Updated 12: 51 p.m. Eastern
Sen. Carl Levin (D-Mich.) channeled his frustrations with Goldman Sachs witnesses at a Senate Permanent Subcommittee on Investigations hearing today by repeatedly invoking an e-mail containing the phrase "shitty deal" over a ten minute period.
Levin was questioning Daniel Sparks on whether Goldman Sachs was pushing investments it knew were bad for clients. He referenced an e-mail sent to Sparks from his superior on a deal called Timberwolf.
"Quoting a Goldman e-mail: 'boy that Timberwolf was one shitty deal,' Levin said. "How much of that shitty deal did you sell?"
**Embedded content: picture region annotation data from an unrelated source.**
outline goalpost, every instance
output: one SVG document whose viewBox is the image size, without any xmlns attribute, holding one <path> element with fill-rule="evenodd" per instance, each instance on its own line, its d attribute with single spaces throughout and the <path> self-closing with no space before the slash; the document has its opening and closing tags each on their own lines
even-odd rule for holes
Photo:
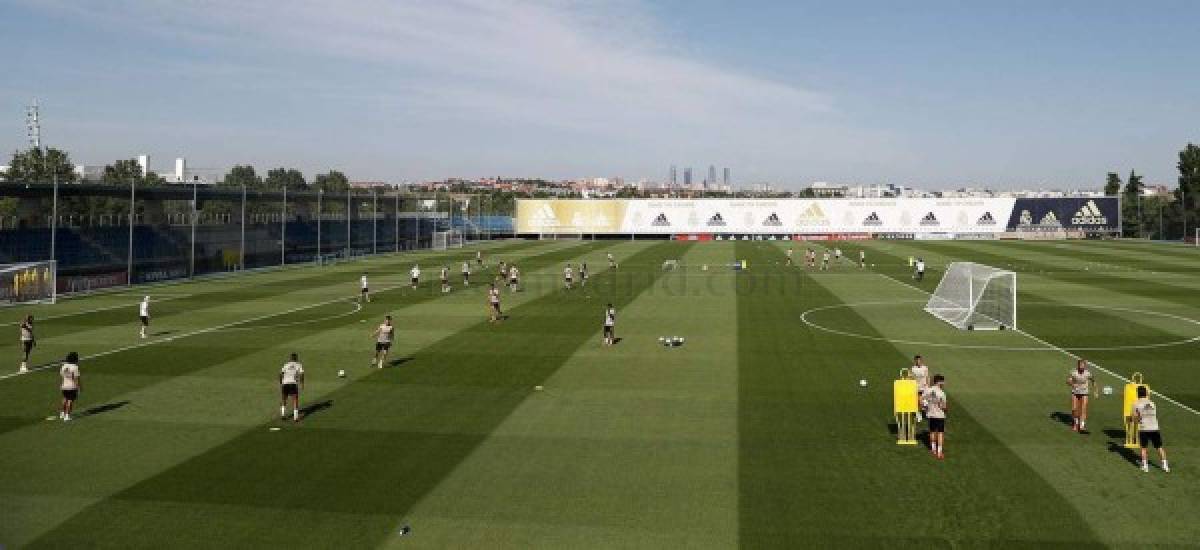
<svg viewBox="0 0 1200 550">
<path fill-rule="evenodd" d="M 960 330 L 1015 329 L 1016 274 L 980 263 L 952 263 L 925 311 Z"/>
<path fill-rule="evenodd" d="M 56 298 L 55 262 L 0 264 L 0 305 L 53 304 Z"/>
</svg>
He added: "You didn't tell them that you thought this was a shitty deal?"
Levin grew increasingly frustrated with what he saw as non-answers from Sparks, a former head of Goldman's mortgages department, and vowed to keep Goldman executives there "as long as it takes to get the answers...to the public."
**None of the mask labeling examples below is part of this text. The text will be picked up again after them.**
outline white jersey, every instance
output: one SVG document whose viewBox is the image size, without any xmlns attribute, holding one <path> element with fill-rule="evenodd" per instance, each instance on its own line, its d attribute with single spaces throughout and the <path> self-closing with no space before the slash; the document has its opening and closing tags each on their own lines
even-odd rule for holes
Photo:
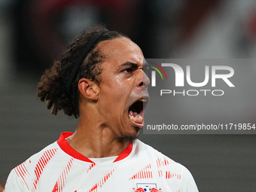
<svg viewBox="0 0 256 192">
<path fill-rule="evenodd" d="M 198 191 L 184 166 L 138 139 L 118 157 L 88 159 L 69 145 L 72 134 L 14 168 L 4 191 Z"/>
</svg>

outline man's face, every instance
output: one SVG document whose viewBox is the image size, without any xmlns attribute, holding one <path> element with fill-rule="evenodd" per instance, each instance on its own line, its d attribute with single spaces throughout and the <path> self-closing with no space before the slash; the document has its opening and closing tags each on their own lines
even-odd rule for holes
<svg viewBox="0 0 256 192">
<path fill-rule="evenodd" d="M 105 56 L 98 100 L 104 126 L 114 136 L 136 138 L 144 126 L 143 106 L 149 99 L 143 53 L 126 38 L 102 41 L 99 49 Z"/>
</svg>

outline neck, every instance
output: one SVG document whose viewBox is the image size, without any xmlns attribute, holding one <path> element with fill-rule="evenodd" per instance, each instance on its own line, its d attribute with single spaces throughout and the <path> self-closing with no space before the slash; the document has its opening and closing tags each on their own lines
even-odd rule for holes
<svg viewBox="0 0 256 192">
<path fill-rule="evenodd" d="M 123 138 L 114 137 L 111 130 L 99 122 L 98 124 L 84 123 L 81 120 L 67 142 L 74 150 L 87 158 L 117 156 L 129 144 Z"/>
</svg>

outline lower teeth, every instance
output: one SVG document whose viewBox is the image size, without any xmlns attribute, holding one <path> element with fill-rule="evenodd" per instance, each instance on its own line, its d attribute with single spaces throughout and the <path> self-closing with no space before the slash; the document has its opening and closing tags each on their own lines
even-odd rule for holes
<svg viewBox="0 0 256 192">
<path fill-rule="evenodd" d="M 143 121 L 143 117 L 140 114 L 137 114 L 136 117 L 133 116 L 132 114 L 129 114 L 129 117 L 135 123 L 142 123 Z"/>
</svg>

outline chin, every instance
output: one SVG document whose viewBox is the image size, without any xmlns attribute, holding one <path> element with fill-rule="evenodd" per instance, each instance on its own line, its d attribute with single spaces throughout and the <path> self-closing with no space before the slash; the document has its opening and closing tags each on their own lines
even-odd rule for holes
<svg viewBox="0 0 256 192">
<path fill-rule="evenodd" d="M 134 127 L 134 131 L 130 133 L 122 133 L 122 136 L 120 138 L 120 140 L 129 142 L 133 142 L 135 139 L 136 139 L 139 136 L 139 130 L 141 130 L 141 127 Z"/>
</svg>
"You knew it was a shitty deal and that's what your e-mails show," he said. "How much of this shitty deal did you continue to sell to your clients?"
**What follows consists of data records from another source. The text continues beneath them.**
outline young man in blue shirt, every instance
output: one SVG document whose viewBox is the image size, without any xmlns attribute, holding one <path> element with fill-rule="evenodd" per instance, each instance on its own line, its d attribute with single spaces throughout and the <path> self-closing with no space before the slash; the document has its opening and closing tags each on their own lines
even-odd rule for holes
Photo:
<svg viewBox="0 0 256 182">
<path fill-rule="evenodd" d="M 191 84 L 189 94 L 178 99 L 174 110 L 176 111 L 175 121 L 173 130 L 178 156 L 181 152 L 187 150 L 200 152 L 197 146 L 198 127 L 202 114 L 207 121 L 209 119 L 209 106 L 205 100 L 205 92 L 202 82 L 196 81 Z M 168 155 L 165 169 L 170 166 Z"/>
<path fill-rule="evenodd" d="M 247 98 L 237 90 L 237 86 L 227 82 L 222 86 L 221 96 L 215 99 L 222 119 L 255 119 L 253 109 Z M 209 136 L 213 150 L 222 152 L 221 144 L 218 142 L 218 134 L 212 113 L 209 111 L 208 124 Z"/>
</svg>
He added: "Should Goldman Sachs be trying to sell the shitty deal, can you answer that one yes or no?"
Levin also made reference to "the shitty deal assessment." Later, an angry Sen. Claire McCaskill also invoked the Goldman reference to the "shitty deal."
Such language is rare in the halls of the Senate, but not unheard of. In February, when Sen. Jim Bunning (R-Ky.) held up action in the chamber, he reportedly told frustrated and complaining Democrats: "tough shit."
And in 2004, Sen. Patrick Leahy walked over to the Republican side of the Senate chamber, where then-Vice President Dick Cheney was chatting with Republicans. The two men got into a confrontation over Leahy's criticisms of Cheney and the White House's portrayal of Democrats; Cheney famously eventually said Leahy, "go f*** yourself."